Von nun an widmete Jimmy seine Laufbahn ausschließlich den tiefen Tönen. 1949 tourte er mit Flip Phillips, ging 1950 mit Zoot Sims und Toots Thielemans ins Studio, spielte im gleichen Jahr mit Sarah Vaughan sowie Ella Fitzgerald und wurde für zwei Jahre Hausbassist in George Weins "Storyville Club" in Boston.

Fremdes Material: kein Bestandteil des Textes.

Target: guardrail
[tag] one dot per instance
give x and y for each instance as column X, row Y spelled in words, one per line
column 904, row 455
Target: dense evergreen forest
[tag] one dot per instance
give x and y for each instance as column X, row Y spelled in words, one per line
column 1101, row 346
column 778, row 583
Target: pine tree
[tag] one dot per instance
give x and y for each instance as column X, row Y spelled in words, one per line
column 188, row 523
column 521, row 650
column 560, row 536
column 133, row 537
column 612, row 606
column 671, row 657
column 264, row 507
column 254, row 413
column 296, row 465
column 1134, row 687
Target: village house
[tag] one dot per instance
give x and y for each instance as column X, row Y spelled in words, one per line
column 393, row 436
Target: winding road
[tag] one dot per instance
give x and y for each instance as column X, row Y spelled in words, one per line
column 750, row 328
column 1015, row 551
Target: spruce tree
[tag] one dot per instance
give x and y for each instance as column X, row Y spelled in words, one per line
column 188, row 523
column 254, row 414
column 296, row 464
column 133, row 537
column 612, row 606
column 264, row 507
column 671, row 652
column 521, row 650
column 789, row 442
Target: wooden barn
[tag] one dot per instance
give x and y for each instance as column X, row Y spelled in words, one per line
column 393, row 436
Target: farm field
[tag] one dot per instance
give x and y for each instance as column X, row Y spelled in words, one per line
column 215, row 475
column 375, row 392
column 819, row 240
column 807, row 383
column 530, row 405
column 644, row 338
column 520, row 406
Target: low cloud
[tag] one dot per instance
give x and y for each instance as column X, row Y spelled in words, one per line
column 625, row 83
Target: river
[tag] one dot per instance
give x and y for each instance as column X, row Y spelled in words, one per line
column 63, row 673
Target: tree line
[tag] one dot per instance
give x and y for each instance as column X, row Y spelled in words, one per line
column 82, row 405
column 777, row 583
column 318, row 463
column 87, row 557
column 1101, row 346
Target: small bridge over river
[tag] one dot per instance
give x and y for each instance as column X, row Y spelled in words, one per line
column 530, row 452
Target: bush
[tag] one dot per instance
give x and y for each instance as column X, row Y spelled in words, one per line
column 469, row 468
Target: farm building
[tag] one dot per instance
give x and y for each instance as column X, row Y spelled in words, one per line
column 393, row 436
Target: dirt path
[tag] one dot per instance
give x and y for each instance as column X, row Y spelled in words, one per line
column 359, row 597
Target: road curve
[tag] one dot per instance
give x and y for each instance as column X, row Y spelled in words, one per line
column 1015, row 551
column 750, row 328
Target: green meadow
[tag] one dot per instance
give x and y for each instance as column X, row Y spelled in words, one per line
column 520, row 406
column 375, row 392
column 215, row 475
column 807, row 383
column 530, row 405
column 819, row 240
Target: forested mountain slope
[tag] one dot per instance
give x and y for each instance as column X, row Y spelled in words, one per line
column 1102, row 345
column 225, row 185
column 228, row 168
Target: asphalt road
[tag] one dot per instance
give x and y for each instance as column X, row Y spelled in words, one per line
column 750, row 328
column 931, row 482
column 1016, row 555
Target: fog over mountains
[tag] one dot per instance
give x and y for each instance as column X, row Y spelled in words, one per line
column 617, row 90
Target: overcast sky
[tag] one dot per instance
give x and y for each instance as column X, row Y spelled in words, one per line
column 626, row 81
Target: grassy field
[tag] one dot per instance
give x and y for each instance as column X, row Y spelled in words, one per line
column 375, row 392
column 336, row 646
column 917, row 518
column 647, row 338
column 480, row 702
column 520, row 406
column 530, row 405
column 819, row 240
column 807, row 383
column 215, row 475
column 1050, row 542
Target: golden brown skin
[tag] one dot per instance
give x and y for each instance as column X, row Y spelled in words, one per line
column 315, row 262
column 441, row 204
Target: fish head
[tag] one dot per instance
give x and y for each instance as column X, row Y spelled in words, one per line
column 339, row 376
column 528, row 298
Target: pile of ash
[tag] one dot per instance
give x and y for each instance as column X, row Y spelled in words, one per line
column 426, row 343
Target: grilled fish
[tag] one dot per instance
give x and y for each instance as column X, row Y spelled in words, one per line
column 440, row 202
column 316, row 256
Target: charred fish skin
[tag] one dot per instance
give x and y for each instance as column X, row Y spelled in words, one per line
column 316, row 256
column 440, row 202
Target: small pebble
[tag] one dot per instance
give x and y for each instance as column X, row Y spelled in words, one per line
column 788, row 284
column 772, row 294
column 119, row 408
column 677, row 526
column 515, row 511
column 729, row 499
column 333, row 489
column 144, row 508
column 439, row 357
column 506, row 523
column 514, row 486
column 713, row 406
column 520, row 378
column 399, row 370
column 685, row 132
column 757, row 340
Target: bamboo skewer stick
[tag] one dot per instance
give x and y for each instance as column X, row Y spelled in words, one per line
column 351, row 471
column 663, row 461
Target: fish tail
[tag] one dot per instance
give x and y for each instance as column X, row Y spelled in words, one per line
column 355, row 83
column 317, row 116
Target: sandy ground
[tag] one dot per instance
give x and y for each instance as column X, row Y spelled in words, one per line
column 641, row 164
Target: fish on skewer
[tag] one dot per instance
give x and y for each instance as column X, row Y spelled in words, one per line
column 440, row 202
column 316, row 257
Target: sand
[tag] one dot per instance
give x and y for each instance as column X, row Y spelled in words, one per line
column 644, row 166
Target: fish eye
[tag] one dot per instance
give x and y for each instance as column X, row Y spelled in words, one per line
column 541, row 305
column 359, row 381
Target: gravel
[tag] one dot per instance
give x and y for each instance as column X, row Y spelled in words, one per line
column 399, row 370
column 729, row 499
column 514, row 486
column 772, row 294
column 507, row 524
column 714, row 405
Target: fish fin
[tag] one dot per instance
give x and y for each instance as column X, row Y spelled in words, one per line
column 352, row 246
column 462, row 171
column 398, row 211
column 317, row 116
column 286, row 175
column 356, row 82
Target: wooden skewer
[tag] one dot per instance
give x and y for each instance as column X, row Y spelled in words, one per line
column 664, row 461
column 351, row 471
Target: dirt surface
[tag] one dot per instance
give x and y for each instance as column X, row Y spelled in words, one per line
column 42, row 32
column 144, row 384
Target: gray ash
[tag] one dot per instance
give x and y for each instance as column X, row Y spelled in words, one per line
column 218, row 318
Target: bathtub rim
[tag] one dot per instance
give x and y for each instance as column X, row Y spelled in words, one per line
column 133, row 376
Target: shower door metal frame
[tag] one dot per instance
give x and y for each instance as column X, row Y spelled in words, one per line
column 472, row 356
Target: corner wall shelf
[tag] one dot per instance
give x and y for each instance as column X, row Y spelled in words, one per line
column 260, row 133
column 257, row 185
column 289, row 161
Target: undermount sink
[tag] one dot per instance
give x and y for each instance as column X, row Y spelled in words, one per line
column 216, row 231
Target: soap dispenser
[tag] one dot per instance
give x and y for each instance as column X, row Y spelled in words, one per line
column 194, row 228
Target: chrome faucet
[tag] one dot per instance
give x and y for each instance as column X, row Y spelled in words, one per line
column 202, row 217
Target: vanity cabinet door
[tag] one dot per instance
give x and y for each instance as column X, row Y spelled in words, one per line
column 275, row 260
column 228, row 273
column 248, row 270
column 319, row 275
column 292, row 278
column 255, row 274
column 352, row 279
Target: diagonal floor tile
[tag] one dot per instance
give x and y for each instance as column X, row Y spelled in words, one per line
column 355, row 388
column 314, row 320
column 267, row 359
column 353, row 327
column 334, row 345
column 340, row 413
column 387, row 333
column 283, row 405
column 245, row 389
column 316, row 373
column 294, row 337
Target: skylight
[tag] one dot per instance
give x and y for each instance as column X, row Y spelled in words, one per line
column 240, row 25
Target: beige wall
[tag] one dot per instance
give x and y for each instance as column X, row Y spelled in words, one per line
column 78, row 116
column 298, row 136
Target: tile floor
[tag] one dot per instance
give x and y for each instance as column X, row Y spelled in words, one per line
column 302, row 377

Aus dieser Periode stammen Aufnahmen mit Charlie Parker aus dem Bostoner "Hi Hat Club" (Dezember 1953 und Januar 1954) sowie mit Billie Holiday und Sidney Bechet. 1955 schlug Jimmy Woodes große Stunde, als er Junior Ranglin im Orchester Duke Ellingtons ersetzte. "Fünf Jahre, vier Monate, zwei Wochen und zwei Tage – die wichtigste Zeit meines Lebens.

Unmittelbar danach wanderte er nach Schweden aus, verdingte sich bei unzähligen Radioaufnahmen oder als flexibler Sideman für amerikanische Gaststars und schloß sich 1961 der Clarke-Boland-Bigband an, deren Mitglied er bis zur Auflösung im Jahr 1973 blieb.

Brian Priestly liegt schon richtig mit seiner Beobachtung, daß Jimmy Woode stellvertretend für die gesamte friedliche Invasion amerikanischer Musiker in Europa steht. Deshalb: Happy Birthday James!